Air quality requirements are highly dependent on the application:
- Some applications — such as painting, printing, and some kinds of air-powered instruments — are highly sensitive to moisture in the compressed air stream. For these applications, you may need a multi-stage solution that removes as much water as possible from the air.
- For other applications, such as tire fill, the moisture content of the air stream may not be as critical. Simply draining excess water out of the receiver tank and lines on a regular basis, and perhaps adding a mechanical separator, might be enough.
It is important to understand the dew point requirements for your application and design the air drying system according to that need.
- For most applications, such as powering pneumatic tools and equipment, a refrigerated air dryer, which reduces the dew point to 38-40°F, is adequate.
- For sensitive applications such as pharmaceutical production, food manufacturing, or medical air, a desiccant dryer is likely to be needed to get the dew point down to -40 to -100°F.

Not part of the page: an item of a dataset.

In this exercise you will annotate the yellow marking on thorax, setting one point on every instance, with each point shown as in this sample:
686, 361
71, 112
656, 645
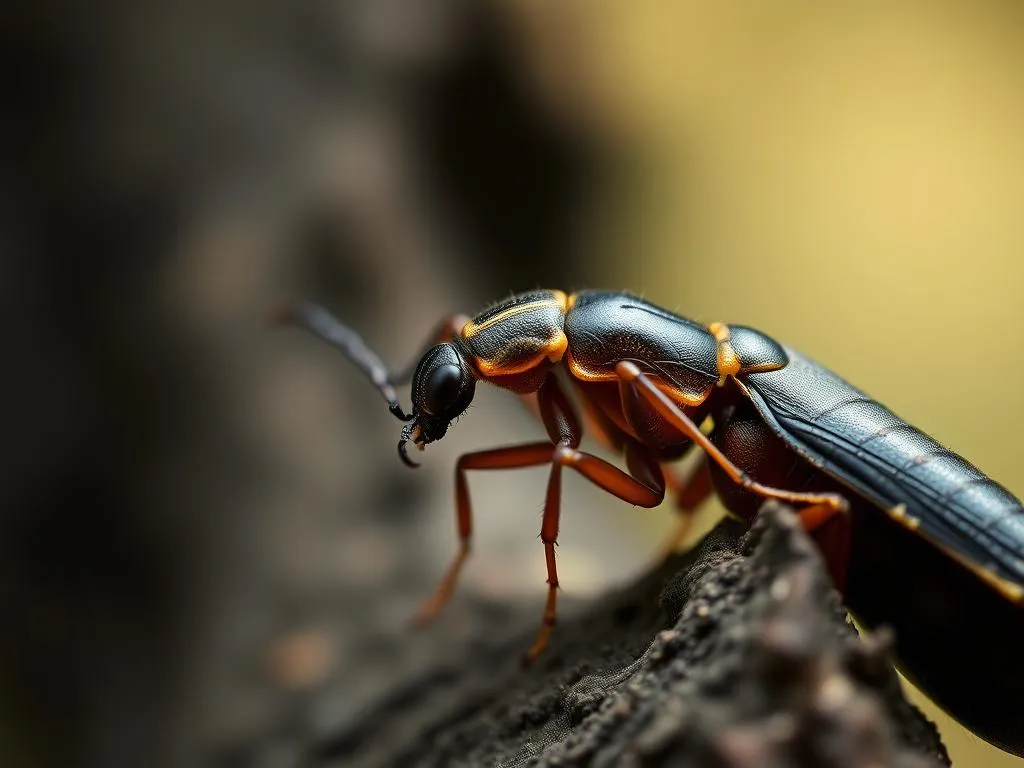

- Some processes may be governed by ISO standards for air quality. ISO 8573 lays out purity classes for air, including moisture content:
- Class 9: ≤10 g water/m3 air;
- Class 8: ≤ 5 g water/m3 air;
- Class 7: ≤ 0.5 g water/m3 air;
- Class 6: ≤ 50°F vapor pressure dew point;
- Class 5: ≤ 45°F vapor pressure dew point;
- Class 4: ≤ 37°F vapor pressure dew point;
- Class 3: ≤ -4°F vapor pressure dew point;
- Class 2: ≤ -40°F vapor pressure dew point;
- Class 1: ≤ -94°F vapor pressure dew point;
- Class 0: process specific.
Conclusion: Keep Water Out of Your Compressed Air
There is no one-size-fits-all answer to designing a system to remove water from compressed air. The right solution for you will depend on several variables, including your system usage, the atmospheric and environmental conditions in the region where you are located, and the indoor environment in which your system is installed and operated. Most importantly, it depends on the dew point requirements for your air. Understanding the purity requirements for your air is the first step to compressed air system design. If you’re not sure if your current system is meeting your needs, compressed air testing can determine how much moisture, oil, and particulate is in your air.